I do not remember the last time someone called me beautiful. Looking in the mirror, I see none of the beauty that grants my peers. I have neither alabaster skin nor silky hair, nor stunning eyes or perfect lips. I have zits, and I make no efforts to hide them. My nose is reddened by years of slightly too little sunscreen. My eyes are rimmed with purple glasses. How can I possibly compare?
I don't wear make-up. Why would I wake up an hour earlier just to beautify myself? The money and time I save on not being concerned with my appearance is more valuable to me than mascara, lip gloss, blush and foundation combined. In several years, I'd rather be concerned about my character freshman year than if I hid my zits with enough concealer every day. I have no qualms about wearing makeup for yourself, but when you wear it to garner others' approval, it becomes a problem. Especially today, beauty comes at a cost. In our society, we've been taught that we only have value if we act a certain way, look a certain way. How many teen and preteen girls spend hundreds of dollars on makeup just to fit in?
A few weeks ago, I went to Sephora with my mom. Its lustrous products and ideals of glamour had always entranced me; as a young girl, why wouldn't they? When my mom finished buying her beauty products, she asked the cashier, "Do you have to wear makeup?" She, looking surprised, replied, "Well, not technically, but if we don't, it's a big no-no." She was a pretty woman, striking enough. She stated having to wear makeup as a simple fact that she didn't particularly like but had grown accustomed to. As I walked out of the mall, the event stayed with me. As a young woman, to be resigned to wearing makeup just to have a certain job is too much of a sacrifice.
Of course, makeup isn't the only beauty ritual girls go through; their hair matters disproportionately as well.
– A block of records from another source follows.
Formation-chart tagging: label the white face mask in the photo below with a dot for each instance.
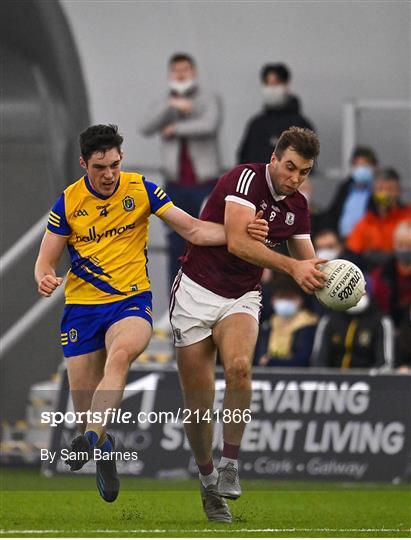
(360, 307)
(327, 253)
(181, 87)
(285, 307)
(274, 96)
My hair, naturally, is a mess. I inherited a mass of thick, wavy, curly hair from my mother. It rarely stays still, and picture day is awful, every single year. Whether it's a weave, straightening their hair, dying it, or curling it, most girls my age don't keep their hair natural. Sometimes I'm envious of the girls whose hair always looks like they're in a Pantene commercial. Do I really want to spend the time on using a hair-straightener just so I can look the same as everyone else? Sometimes my mane may look disheveled, but if I really care about the way my hair looks, I think I should change my priorities. In time, my views may change, but for now, they're constant.
I only shave about once a week. By the end of the week, stubble starts to creep up. Two weeks ago, I was sitting in gym. One of my classmates looked down at her legs, and said, "I've got to shave!" It had only been two or three days since she last used her razor, but in her mind, this was crucial. Obviously, we are nothing if there's a slight shadow of hair on our legs. Aren't we supposed to be mindless beauty objects, after all? Sometimes, I too look down at my legs with a pang. Oh, I'd better shave. Then I catch myself. It's been drilled into our heads that we can't have any body hair whatsoever, but at the end of the day, it doesn't matter. If someone judges me on the amount of leg hair that I have, that's their problem.
We've been taught that beauty is manufactured. It comes with attaining certain things: the perfect look, the perfect style, the perfect body. In reality, it doesn't matter how ugly and unshaven my legs are. It doesn't affect my athletic ability, my intelligence, or writing abilities. Whatever messages the media sends, not wearing makeup, or doesn't make me some hag who's destined to live alone and kidnap children. I'm often stricken with self-doubts, just as every other teenage girl is. Sometimes I look in the mirror and wish that I cared enough to conform to unspoken peer-pressure to look good. But I'm different, and false beauty is not my priority. No matter how others may see me, I refuse to strive for perfection at a cost to myself.